We aren’t yet significant contributors to Firecracker, but it still feels weird talking the project up because it’s such a core part of our offering. That said: the team at AWS really did this thing the Western District Way:

  • The Firecracker VMM is tiny, easily readable, and deliberately implements the minimal number of concepts required to run a Linux server workload.
  • The VMM is written in Rust.
  • The VMM seccomp-bpf’s itself down to something like 40 system calls], several, including basic things like fcntl, socket, and ioctl, with tight argument filters.
  • Runs itself under an external jailer that chroots, namespaces, and drops privileges.

General Thoughts

Keep in mind, I think, that no matter how intricate your Linux system isolation is, the most important attack surface you need to reduce is exposure to your network. If you can spend time segmenting an unsegmented single-VPC network or further tightening the default Docker seccomp-bpf policy, your time is probably better spent on the network.

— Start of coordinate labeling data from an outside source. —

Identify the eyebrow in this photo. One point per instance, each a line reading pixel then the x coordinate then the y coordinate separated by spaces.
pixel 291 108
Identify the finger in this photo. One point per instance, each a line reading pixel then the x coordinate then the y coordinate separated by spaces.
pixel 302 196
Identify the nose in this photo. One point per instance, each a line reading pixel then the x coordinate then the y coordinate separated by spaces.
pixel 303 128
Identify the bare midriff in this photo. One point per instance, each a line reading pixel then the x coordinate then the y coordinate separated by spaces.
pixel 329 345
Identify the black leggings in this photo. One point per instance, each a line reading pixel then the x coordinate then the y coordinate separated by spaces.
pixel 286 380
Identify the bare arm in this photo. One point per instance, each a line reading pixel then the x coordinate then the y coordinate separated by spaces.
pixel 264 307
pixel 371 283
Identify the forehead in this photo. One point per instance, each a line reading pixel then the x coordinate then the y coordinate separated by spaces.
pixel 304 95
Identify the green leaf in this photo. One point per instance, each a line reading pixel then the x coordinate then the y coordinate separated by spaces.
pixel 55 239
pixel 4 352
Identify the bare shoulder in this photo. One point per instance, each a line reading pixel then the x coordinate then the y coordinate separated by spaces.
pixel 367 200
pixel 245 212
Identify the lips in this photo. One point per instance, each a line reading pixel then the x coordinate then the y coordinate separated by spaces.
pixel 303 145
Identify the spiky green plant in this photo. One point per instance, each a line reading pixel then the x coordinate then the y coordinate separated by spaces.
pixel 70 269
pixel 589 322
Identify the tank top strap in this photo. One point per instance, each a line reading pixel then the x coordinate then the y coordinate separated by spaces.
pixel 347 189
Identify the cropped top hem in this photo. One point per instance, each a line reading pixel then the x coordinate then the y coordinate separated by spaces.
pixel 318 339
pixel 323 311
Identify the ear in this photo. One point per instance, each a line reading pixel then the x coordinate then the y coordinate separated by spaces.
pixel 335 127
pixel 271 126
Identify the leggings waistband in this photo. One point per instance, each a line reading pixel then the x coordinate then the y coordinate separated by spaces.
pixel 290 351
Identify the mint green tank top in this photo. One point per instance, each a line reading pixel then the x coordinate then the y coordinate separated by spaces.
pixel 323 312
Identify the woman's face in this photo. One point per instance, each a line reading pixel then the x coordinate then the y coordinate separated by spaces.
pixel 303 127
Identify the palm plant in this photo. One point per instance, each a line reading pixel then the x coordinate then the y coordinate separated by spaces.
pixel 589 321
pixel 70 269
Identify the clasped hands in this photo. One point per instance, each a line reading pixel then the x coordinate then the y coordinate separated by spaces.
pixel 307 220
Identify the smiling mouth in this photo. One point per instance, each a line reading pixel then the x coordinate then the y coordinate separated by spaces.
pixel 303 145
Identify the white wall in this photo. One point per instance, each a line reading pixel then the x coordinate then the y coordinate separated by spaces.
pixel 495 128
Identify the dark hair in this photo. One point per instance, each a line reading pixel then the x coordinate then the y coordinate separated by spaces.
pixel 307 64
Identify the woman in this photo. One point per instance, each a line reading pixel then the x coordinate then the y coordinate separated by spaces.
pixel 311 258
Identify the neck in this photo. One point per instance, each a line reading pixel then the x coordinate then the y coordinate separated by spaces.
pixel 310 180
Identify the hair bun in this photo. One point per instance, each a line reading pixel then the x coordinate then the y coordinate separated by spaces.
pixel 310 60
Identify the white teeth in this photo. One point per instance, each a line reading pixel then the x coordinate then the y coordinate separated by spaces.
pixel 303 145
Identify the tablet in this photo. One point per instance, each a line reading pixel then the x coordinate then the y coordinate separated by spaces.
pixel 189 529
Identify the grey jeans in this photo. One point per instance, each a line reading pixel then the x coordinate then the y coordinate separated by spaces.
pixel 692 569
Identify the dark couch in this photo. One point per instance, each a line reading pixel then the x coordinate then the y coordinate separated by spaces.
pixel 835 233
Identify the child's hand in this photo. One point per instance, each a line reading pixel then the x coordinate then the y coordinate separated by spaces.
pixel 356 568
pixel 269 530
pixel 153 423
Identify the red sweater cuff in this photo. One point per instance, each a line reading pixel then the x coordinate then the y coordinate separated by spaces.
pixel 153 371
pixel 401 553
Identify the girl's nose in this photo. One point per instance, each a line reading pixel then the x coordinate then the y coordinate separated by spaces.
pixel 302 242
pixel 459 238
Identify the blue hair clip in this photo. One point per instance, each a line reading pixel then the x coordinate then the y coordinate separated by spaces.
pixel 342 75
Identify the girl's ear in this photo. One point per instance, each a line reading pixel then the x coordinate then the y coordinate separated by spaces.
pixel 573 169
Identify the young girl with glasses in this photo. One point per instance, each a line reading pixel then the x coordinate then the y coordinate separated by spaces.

Remember also that when security tools designers think about isolation and attack surface reduction, they’re generally assuming that you need ordinary tools to run, and ordinary tools want Internet access; your isolation tools aren’t going to do the network isolation out of the box, the way they might, for instance, shield you from Video4Linux bugs.

It seems to me like, for new designs, the basic menu of mainstream options today is:

  • Jailing otherwise-unmanaged Unix programs with nsjail or something like it.
  • Running unprivileged Docker containers, perhaps with a tighter seccomp profile than the default.
  • Going full gVisor.
  • Running Firecracker, either directly or, in a K8s environment, with something like Kata.

These are all valid options! I’ll say this: for ROI purposes, if time and effort is a factor, and if I wasn’t hosting hostile code, I would probably tune an nsjail configuration before I bought into a containerization strategy.